Well, unfortunately – or fortunately, if you are like me! – the world at large in which we live is far from deterministic, absolute, linear and predictable, regardless how much our MBA’s and other empty suits pretend it is (btw, what a boring place such a world would be, no surprises what so ever, a perfect clockwork executing predetermined mechanical processes indefinitely, a place that only a full blown grey bureaucrat or MBA empty suit would be able to love…)
Instead, our world is a highly complex, dynamic, non-linear and non-deterministic system, where outcomes can vary enourmously with tiny changes of inputs. That is, in a world like ours, the only certain things are death and taxes, and even for those, you can not be certain of the details.
The problem of image recognition is very difficult, virtually impossible, for computers to do with a traditional deterministic approach, i.e. deterministic algorithms that are 100% capable of providing a clear ‘yes/no’ answer to the question ‘does this image represent a male or a female ? Thus, lacking deterministic algorithms for the task at hand, we have three options: either give up altoghether, declaring the problem as unsolvable, or to process the images manually – after all, asop to computers, human brains are excellent image processors, or rely upon luck, that is, randomly place each image in one of the two categories. With that latter approach, the probability for success in image classification should be 50%, that is, with the random approach, we’d be correct in half of our calls.
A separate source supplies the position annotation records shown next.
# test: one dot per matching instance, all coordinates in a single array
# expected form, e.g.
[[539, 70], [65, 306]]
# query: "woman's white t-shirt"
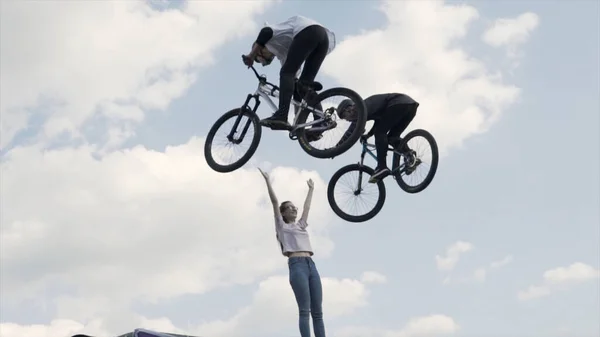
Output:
[[292, 237]]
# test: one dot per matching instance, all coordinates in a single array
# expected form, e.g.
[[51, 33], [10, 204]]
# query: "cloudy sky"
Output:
[[111, 219]]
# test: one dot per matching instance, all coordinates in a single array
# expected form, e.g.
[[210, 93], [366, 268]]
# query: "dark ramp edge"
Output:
[[143, 333]]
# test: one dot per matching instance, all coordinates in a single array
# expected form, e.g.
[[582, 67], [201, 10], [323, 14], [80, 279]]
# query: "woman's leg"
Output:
[[299, 280], [316, 301]]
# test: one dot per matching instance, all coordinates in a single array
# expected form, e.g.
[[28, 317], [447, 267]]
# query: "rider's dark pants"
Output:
[[392, 123], [309, 46]]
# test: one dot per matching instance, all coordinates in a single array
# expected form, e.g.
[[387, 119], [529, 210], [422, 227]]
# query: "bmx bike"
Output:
[[405, 162], [309, 103]]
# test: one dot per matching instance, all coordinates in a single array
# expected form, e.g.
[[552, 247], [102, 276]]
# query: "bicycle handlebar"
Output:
[[261, 79]]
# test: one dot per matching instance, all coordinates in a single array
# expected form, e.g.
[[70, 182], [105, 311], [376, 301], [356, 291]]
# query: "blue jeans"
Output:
[[306, 283]]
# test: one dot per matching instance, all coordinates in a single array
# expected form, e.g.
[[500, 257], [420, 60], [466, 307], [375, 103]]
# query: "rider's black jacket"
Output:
[[377, 104]]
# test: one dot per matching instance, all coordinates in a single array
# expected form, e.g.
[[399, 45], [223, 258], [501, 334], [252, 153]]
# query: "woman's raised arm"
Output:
[[272, 195]]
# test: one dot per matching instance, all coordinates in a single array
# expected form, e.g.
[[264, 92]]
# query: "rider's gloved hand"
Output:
[[248, 59]]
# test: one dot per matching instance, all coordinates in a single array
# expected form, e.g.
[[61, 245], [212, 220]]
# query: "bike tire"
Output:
[[331, 197], [346, 144], [235, 113], [435, 160]]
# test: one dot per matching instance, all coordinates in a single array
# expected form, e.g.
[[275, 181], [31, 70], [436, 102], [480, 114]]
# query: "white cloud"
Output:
[[560, 278], [511, 32], [273, 296], [94, 221], [479, 275], [419, 52], [99, 226], [432, 325], [453, 253], [71, 61], [501, 263], [373, 277]]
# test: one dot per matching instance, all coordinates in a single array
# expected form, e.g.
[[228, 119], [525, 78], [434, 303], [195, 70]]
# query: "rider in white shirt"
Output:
[[295, 41]]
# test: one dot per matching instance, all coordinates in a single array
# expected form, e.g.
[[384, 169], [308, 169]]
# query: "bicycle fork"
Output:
[[245, 108]]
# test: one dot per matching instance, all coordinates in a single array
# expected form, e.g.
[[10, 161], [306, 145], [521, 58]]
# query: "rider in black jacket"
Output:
[[392, 113]]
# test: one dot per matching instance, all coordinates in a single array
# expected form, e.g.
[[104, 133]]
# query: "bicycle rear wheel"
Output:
[[415, 157], [333, 123], [243, 122], [355, 177]]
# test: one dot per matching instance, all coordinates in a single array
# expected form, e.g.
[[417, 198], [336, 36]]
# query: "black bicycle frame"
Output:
[[366, 148]]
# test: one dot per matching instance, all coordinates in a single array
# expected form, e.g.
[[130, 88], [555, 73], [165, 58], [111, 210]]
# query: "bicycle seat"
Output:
[[316, 86]]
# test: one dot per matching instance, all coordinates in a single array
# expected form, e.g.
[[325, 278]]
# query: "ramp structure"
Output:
[[145, 333]]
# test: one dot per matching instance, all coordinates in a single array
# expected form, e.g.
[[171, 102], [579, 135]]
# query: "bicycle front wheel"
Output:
[[333, 141], [245, 126], [350, 186]]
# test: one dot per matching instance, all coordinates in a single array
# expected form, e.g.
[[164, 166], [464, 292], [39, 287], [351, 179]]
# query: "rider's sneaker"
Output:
[[395, 142], [313, 136], [276, 121], [410, 162], [379, 174]]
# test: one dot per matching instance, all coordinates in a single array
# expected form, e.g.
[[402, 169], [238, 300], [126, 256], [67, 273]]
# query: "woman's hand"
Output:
[[265, 175], [310, 183]]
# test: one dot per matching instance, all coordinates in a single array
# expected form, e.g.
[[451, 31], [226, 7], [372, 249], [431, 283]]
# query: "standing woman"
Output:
[[295, 244]]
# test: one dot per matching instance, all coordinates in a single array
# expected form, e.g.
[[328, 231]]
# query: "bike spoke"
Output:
[[331, 137], [226, 152], [364, 202], [423, 151]]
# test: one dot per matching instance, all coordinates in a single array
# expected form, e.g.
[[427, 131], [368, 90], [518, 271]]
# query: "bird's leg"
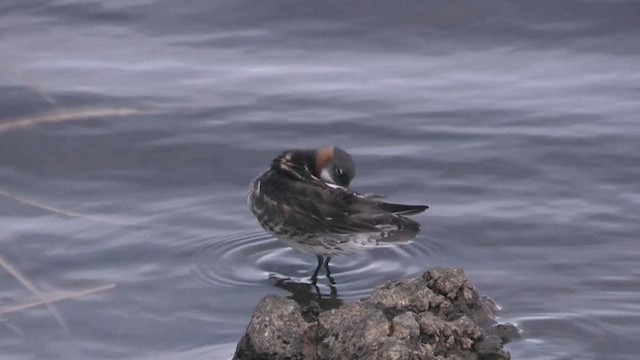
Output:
[[314, 277], [326, 267]]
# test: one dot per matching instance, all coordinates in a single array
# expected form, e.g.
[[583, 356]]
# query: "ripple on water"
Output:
[[255, 259]]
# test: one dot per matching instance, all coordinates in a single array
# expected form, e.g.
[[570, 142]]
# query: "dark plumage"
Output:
[[304, 201]]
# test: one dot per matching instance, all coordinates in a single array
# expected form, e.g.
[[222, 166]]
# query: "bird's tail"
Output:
[[401, 209]]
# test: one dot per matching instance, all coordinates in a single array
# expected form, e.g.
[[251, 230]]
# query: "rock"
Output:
[[433, 316], [277, 331]]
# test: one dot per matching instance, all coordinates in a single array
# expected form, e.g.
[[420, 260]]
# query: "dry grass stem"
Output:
[[63, 212], [29, 285], [51, 298], [62, 116]]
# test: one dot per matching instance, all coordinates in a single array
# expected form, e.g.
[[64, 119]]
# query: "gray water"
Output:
[[516, 121]]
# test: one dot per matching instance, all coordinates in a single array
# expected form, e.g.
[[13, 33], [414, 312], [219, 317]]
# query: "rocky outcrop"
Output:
[[437, 315]]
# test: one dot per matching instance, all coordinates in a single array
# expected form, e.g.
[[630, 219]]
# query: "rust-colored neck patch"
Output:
[[323, 156]]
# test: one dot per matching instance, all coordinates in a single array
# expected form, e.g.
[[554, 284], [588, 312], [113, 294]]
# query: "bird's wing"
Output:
[[314, 208]]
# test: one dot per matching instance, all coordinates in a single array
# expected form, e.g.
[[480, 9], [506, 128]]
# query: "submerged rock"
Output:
[[436, 315]]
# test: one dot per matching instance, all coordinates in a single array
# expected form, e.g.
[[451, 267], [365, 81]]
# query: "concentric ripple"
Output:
[[250, 259]]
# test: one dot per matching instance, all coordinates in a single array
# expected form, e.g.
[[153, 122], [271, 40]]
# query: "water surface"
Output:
[[517, 122]]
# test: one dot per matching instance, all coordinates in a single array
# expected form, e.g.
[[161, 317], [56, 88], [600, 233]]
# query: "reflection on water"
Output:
[[517, 122], [307, 294]]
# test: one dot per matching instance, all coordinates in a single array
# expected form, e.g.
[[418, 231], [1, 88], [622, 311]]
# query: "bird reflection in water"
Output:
[[308, 294]]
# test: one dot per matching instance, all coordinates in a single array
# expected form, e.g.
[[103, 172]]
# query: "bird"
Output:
[[304, 200]]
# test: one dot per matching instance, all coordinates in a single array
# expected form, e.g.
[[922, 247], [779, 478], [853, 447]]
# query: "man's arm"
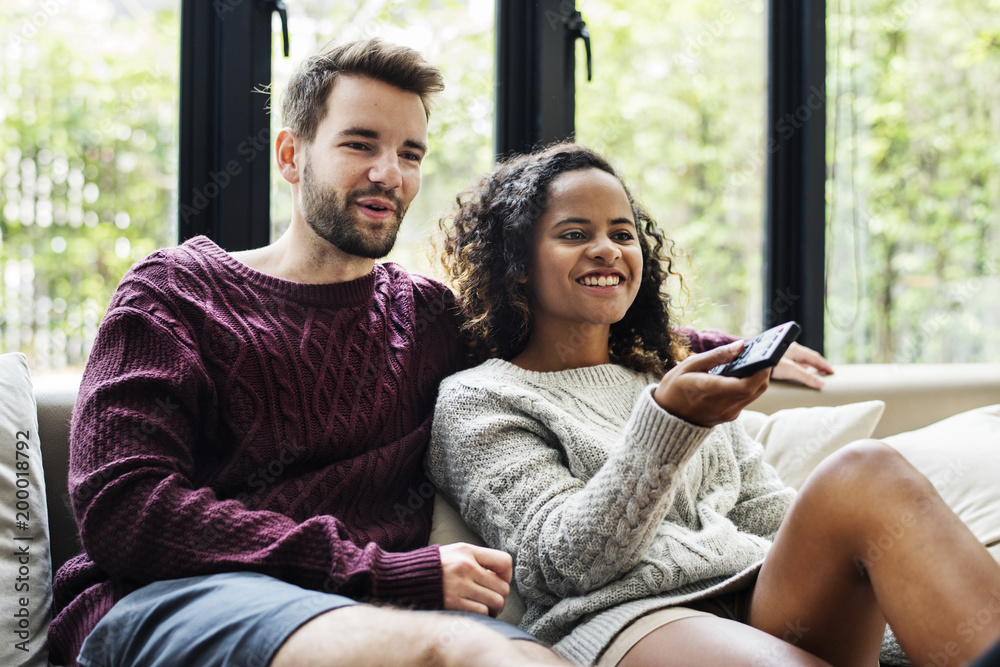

Thus, unless we want to process the images manually, any approach that gives us better than 50% of correct calls is helpful and worhwhile.
Thus, an application like mine, with a 26 % house advantage, that is, it performs 26% better than a random selection, will be very useful in many domains, where there are no deterministic models.
To understand this, think about various domains where probability and randomness rule, e.g. the Roulette table in a casino, where the house advantage is around 3-5% (depending on flavor of Roulette), or Black Jack, where the house advantage is just 0.28%, but still, the casinos are making a fortune with these tiny house advantages. Therefore, a ‘house advantage’, of 26% is simply enourmous in any stochastic system, such as in my image recognition application.
Even with the very limited training set of some 100 images, even with only 100 pixels per image to analyze, my neural network is capable of making the right call in 3 out of 4 cases.
Should I have more processing power available, instead of just my lowly laptop, I could easily radically increase the hit rate of my program, by adding more images to the training set, to increase the image size by a couple of orders of magnitude, and to run more training iterations.
Neural networks as well as other non-deterministic approaches are here to stay, particularly in the age of ‘Big Data’.